De acordo com a lei, os bens móveis pertencentes a particulares são passíveis de classificação como de interesse público, sempre que sejam de "elevado apreço" e, em simultâneo, corram risco de "exportação definitiva do território nacional", com possibilidade de dano grave para o património cultural.
Em declarações ao jornal Público, hoje, Rui de Brito também afastou a intenção de vender a obra para o estrangeiro, como motivo para discordar da classificação, apontando antes as "burocracias" impostas por esse estatuto.
"A classificação até pode reforçar a importância da pintura, mas esta fica sujeita a peritagens e relatórios, e se, por exemplo, a quiser mudar de sítio, tenho de pedir autorização", disse o responsável da Galeria 111 ao Público.
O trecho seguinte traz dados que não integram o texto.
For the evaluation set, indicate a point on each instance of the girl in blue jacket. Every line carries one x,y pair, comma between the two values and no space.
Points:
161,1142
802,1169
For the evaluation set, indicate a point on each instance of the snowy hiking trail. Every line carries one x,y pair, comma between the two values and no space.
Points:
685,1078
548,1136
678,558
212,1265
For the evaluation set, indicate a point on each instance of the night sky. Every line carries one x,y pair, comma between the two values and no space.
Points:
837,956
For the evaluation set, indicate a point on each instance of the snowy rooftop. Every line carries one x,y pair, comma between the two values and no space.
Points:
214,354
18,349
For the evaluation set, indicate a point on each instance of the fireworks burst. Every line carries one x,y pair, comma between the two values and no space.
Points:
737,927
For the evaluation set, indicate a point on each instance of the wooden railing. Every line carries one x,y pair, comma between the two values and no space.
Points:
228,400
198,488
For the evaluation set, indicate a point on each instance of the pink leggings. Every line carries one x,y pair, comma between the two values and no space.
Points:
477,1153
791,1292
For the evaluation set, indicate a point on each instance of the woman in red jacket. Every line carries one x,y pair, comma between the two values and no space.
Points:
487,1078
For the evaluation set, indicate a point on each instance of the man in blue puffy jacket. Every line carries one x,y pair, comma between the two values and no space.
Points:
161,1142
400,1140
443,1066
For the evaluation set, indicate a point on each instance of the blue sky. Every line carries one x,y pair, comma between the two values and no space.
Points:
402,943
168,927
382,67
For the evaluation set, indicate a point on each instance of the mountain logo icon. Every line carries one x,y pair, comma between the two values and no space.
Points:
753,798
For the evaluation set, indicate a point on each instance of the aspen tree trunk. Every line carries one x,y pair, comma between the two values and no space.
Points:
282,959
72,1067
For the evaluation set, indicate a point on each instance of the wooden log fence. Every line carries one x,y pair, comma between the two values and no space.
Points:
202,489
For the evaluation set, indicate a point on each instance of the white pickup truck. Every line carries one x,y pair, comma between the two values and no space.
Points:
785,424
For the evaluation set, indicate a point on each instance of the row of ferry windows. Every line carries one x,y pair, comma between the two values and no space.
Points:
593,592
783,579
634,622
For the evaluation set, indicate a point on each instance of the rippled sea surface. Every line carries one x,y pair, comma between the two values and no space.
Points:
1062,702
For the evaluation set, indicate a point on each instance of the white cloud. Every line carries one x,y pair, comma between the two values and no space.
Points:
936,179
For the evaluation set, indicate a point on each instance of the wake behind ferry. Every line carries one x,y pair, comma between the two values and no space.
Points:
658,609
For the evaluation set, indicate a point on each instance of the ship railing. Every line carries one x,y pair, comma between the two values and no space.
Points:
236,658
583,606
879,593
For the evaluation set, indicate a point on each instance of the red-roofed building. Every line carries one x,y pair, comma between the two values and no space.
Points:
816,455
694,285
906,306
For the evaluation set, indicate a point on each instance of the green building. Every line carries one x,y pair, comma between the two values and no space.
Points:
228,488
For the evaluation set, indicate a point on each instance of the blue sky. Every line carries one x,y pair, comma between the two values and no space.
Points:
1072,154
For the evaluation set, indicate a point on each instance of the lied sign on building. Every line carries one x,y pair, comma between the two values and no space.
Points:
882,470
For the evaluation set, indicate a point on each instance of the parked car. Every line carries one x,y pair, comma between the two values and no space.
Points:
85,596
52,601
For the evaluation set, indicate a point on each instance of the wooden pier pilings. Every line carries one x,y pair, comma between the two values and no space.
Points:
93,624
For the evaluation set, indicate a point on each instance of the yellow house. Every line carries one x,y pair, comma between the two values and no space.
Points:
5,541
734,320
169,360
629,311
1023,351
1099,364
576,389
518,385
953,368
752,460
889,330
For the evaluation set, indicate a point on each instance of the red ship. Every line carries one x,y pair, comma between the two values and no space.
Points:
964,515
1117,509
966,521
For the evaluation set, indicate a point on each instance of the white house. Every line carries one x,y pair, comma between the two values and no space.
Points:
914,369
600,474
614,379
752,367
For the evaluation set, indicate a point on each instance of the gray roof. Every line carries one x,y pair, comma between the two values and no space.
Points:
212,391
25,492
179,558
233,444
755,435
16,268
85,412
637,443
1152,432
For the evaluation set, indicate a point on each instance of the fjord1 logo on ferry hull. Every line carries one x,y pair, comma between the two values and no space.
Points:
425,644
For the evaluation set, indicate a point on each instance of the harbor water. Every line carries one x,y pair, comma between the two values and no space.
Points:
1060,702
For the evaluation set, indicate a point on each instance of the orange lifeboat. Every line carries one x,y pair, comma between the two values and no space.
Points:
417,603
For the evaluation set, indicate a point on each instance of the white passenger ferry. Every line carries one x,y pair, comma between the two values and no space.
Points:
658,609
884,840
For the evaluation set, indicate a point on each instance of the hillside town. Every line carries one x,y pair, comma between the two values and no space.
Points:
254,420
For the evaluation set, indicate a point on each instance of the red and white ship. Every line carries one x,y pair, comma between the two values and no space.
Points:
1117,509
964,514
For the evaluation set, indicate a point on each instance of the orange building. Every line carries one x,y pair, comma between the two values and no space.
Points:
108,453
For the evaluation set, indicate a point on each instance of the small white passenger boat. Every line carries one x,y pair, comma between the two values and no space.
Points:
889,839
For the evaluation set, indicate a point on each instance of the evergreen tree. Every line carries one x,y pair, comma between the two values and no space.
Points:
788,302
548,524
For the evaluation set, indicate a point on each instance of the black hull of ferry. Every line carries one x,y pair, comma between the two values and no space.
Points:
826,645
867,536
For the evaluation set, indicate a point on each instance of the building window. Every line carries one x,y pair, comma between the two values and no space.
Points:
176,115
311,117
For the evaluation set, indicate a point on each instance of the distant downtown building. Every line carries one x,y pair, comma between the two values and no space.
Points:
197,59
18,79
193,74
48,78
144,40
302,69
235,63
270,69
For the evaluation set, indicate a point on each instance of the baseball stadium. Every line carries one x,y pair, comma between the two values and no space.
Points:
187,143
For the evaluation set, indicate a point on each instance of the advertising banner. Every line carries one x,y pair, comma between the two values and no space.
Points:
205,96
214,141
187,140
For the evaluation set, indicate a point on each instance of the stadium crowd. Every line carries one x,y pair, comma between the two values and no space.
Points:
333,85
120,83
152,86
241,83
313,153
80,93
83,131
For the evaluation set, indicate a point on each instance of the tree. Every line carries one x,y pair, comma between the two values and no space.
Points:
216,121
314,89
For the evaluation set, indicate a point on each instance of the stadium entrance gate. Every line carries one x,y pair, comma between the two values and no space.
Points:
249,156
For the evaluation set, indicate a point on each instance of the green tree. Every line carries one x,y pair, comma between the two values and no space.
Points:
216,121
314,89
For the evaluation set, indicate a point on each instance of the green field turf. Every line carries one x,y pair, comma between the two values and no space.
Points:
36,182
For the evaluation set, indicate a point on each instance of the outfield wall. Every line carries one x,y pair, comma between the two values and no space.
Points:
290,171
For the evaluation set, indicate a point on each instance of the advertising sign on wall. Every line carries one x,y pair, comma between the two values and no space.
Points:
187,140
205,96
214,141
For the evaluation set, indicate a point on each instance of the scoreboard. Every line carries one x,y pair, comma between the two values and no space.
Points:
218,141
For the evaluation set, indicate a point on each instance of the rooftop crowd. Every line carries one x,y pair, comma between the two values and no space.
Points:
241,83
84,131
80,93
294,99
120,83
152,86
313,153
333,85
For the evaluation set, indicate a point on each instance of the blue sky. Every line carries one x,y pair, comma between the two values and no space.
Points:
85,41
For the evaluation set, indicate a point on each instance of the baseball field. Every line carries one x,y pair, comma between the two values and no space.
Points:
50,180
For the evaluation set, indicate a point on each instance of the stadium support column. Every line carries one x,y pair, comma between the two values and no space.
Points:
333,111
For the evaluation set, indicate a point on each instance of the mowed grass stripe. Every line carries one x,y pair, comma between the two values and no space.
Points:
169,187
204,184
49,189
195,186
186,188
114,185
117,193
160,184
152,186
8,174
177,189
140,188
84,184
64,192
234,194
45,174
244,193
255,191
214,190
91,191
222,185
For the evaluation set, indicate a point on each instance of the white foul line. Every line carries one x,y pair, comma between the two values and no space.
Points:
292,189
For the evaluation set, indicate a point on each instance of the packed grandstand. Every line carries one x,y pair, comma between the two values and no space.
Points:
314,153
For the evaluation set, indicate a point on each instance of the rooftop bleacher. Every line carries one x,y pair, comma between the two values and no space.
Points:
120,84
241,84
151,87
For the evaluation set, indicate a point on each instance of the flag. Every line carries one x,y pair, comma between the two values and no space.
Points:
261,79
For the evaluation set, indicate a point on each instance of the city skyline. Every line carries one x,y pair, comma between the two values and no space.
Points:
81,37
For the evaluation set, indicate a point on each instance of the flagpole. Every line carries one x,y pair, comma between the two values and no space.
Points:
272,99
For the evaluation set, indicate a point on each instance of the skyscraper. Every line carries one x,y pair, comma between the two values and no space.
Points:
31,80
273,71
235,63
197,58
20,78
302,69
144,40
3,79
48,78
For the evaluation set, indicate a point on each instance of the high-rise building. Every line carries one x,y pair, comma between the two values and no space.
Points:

Em 2015, quando foi anunciada a venda do quadro em leilão, o Palácio do Correio Velho recebeu uma notificação da DGPC, dando conta da abertura do processo de classificação e da possibilidade do exercício do direito de preferência na compra.
Esse direito, porém, não foi exercido, porque, como a DGPC então indicou, "não foi possível reunir a verba para adquirir o quadro".
O processo porém prosseguiu e, em julho do ano passado, um anúncio publicado em Diário da República dava a conhecer a intenção de a DGPC propor, ao ministro da Cultura, a classificação da pintura de Júlio Pomar, que morreu em maio deste ano.
O quadro é considerado um ícone do movimento neorrealista português. Foi exposto ainda inacabado, em 1947, na segunda Exposição Geral de Artes Plásticas da Sociedade Nacional de Belas Artes, enquanto Júlio Pomar, então com 21 anos, se encontrava preso em Caxias. O quadro só seria terminado em 1950.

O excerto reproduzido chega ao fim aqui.